Seulement la vie, toujours présente, jamais ostentatoire que recèle cette forêt, tel un trésor. Cette forêt qui deviendra peut-être sa dernière demeure.

Son caveau, sa sépulture.

L'endroit où elle tombera dans l'oubli.

Elle se remet en marche. Son pied dérape, sa cheville se tord, puis son genou.

Elle chute, se relève. Récupère le fusil qu'elle comprime dans sa main gauche.

Si j'en vois un, je tire. Même si je n'ai plus qu'un seul bras.
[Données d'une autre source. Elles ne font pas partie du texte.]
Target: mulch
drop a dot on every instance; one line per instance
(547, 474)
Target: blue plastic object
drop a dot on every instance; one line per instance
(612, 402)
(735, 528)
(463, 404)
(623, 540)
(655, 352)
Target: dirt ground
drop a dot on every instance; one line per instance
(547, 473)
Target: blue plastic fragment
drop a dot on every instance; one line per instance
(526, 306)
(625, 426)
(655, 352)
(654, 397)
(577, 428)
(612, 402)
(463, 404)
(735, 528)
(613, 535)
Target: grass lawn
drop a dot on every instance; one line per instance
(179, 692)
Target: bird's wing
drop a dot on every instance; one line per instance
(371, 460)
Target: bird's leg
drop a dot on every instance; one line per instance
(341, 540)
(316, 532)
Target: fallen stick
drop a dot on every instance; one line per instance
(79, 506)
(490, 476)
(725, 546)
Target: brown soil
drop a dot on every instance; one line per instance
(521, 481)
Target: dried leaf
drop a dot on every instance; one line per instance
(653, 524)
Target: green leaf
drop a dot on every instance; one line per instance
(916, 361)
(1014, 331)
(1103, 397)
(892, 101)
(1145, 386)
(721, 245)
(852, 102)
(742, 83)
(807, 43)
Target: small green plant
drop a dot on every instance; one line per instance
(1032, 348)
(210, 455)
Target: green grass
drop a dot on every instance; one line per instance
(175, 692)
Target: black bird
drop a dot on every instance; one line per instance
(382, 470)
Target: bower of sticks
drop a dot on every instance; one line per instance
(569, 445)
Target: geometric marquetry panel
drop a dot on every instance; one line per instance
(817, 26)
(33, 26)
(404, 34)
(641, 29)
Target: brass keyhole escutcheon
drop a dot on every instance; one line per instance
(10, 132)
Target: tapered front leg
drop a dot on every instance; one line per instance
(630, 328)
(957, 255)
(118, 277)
S'ils m'approchent, je les bute, l'un après l'autre. Je les massacre tous… Légitime défense. Violence légitime.

*

17 h 15

Rémy ne pensait plus pouvoir avancer. Avancer, encore.

Vers la mort.

Il ne pensait pas, un jour, trouver le courage de creuser sa propre tombe.

Les hurlements sont proches, maintenant. Là, juste derrière lui.

Comme une brûlure intolérable dans son dos ; une musique infernale dans ses oreilles. Là, si près… Il se retourne. Rien. Avancer, encore.

Avec deux morceaux de bois en guise de béquilles, il marche. Il ramperait, s'il le fallait.